Re: questions about 2007 Legal Track routing & interassessor (in)consistency



Picking up this discussion again...

>> As we've been discussing, interassessor consistency is bad and/or
>> strange for many 2006 Legal Track ad hoc topics.   That raises


>> 1.  Should we omit some of these topics from the 2007 Legal Track
>> routing evaluation

Chris said:
> I think that dropping the number of topics will have a bigger
> negative impact on the reliability of the results.

I'm inclined to agree unless, as you indicated, we just don't have  
the assessment budget to do a reasonable job on all of them.  Keeping  
all the topics is particularly desirable given the next point:


>> levels of interassessor inconsistency.  So how should the final qrels
>> for the collection be produced:
>>
>>      2a. Go ahead and take the union?
>>
>>      2b.  Distribute two alternate sets of qrels with the collection,
>> one based on 2006 ad hoc and one based on 2007 routing?
>>
>>      2c. Distribute only the 2007 routing qrels?
>>
>>      2d. Take the union of the 2006 ad hoc relevant with the 2007
>> routing relevant and nonrelevant (a kind of maximally broad
>> definition of relevance).

Chris:
> My preference is 2b, without some concrete reason to do 2a.  A

I agree with your case for this.  A researcher can always combine the  
two sets themselves.

>> 3. If the answer to 2 is 2a, 2b, or 2d, should qrels from 2006 ad hoc
>> Assessor 2 be thrown in as well?

Chris:
> Strongly against this.  They're non-random partial judgements.

On reflection, my question doesn't make much sense in the context of  
2b, so this is moot.


>> 4. If the answer to 2 is 2b or 2c, should we have the relevant from
>> 2006 ad hoc thrown into the 2007 routing pools to be reassessed, as a
>> particularly rich source of relevant documents.
>

Chris:
> Not because they're a rich source of relevant documents, no.  I
> see no major reason why we should regard the 2006 judgements as
> "bad" judgements. The "lawyers being legalistic" argument is a
> reason; I don't think it's major, but I don't think we
> know. However, that's a reason to include the NON-relevant
> documents to be reassessed, not the relevant documents.
>
> Given infinite resources, I have no objection to replacing the
> 2006 judgements.  I'm sure we can improve them.  But we don't
> have infinite resources.

Actually, I wasn't talking about replacing the 2006 judgments, which  
I agree we should keep.   I meant having those documents found  
relevant in 2006 for a topic treated as a kind of super-manual-expert  
run contributing to the pool to be assessed by the 2007 assessor.
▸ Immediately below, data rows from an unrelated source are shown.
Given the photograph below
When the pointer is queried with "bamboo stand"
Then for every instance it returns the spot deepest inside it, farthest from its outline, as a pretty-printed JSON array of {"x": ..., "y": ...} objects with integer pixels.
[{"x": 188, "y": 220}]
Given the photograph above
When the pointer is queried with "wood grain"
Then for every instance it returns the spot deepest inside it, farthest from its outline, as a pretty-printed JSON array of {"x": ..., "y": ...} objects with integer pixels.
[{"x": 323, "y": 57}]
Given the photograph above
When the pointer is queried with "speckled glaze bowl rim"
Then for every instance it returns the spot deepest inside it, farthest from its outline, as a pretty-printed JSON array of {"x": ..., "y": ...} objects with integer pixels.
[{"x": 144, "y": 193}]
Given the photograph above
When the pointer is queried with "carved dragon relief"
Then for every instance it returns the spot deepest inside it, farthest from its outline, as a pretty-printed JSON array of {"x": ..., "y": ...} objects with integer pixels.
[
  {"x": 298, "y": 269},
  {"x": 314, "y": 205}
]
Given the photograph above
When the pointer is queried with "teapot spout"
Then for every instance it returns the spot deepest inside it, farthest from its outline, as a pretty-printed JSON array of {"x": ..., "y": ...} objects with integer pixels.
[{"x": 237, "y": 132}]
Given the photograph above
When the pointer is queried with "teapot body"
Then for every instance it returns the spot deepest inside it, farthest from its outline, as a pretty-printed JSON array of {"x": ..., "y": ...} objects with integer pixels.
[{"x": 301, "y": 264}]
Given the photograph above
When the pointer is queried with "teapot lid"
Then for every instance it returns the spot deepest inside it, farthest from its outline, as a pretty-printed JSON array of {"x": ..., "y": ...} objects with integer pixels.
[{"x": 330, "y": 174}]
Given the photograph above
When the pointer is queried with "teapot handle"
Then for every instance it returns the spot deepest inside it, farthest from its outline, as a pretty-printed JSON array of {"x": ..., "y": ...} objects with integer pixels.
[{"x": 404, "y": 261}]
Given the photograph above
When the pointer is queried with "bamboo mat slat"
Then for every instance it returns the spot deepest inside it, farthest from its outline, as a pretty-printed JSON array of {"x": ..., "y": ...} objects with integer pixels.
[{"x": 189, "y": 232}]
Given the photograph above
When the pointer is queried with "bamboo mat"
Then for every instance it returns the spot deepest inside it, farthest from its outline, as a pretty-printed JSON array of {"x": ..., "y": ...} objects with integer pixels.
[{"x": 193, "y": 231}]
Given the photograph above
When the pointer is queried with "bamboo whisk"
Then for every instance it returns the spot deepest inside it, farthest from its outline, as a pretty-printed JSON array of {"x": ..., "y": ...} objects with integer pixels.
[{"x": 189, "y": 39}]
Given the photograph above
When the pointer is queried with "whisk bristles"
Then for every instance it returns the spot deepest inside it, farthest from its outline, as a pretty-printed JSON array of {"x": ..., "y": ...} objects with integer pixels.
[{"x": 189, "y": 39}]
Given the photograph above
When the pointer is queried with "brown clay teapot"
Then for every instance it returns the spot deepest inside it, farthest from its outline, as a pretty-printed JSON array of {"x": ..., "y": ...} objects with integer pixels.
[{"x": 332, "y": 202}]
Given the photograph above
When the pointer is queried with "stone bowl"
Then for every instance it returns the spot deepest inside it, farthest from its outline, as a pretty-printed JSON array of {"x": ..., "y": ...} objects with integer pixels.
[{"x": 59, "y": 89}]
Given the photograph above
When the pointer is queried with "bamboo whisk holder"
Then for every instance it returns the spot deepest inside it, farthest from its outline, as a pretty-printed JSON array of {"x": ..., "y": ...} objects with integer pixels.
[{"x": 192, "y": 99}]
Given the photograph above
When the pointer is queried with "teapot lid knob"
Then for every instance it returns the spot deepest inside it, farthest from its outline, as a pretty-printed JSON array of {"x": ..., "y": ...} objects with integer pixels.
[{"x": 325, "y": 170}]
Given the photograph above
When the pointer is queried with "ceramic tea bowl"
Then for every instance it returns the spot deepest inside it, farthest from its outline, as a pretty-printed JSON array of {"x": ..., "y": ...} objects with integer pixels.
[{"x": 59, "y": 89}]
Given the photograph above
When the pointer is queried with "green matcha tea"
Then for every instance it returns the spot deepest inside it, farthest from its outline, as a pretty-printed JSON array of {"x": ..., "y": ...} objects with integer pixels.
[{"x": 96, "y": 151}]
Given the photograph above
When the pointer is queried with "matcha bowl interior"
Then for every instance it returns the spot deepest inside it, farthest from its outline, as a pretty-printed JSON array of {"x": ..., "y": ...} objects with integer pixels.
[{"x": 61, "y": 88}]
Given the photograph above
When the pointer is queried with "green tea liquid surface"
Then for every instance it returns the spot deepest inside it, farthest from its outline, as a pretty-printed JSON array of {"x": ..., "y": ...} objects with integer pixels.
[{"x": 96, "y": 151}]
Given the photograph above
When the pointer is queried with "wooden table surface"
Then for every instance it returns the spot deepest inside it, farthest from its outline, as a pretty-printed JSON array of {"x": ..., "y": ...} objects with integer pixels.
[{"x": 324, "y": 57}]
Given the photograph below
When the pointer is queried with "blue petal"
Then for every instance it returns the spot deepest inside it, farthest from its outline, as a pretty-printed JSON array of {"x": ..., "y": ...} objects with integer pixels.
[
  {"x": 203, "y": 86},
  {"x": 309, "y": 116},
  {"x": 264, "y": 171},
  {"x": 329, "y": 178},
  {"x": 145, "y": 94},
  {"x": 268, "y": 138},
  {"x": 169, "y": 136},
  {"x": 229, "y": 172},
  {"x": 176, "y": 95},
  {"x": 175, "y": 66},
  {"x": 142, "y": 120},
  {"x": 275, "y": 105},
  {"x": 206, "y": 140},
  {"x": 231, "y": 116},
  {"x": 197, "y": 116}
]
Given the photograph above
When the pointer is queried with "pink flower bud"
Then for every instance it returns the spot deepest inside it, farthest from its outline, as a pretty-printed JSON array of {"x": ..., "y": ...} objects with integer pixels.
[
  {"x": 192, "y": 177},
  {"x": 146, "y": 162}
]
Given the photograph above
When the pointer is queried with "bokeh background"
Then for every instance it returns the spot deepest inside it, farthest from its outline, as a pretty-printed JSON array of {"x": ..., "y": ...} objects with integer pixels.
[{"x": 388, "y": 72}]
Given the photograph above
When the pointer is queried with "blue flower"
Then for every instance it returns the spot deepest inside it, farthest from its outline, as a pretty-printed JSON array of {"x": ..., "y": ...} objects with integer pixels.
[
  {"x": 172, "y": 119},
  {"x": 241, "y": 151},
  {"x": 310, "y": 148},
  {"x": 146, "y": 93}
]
Of course, if we do residual collection evaluation for the 2007  
participant runs, these documents will not be impact the scores of  
2007 routing participant runs.  They will only be useful for future  
ad hoc research on the collection.   But there's only about 4600 of  
these documents total, so assuming similar pool sizes as last year  
they would add less than 15% to the number of documents to be assessed.


>> 5. Do the answers to the above questions change the best strategy for
>> evaluating routing.  In particular if we adopt 2c (with either answer
>> to 4), is residual collection evaluation still necessary?
>
> Yes, I'm not sure what has changed.  The issue is artificial
> evaluation effects on the routing task.  Those still exist
> whether or not the 2006 judgements are released.  Eg, the
> duplicate document problem remains a problem.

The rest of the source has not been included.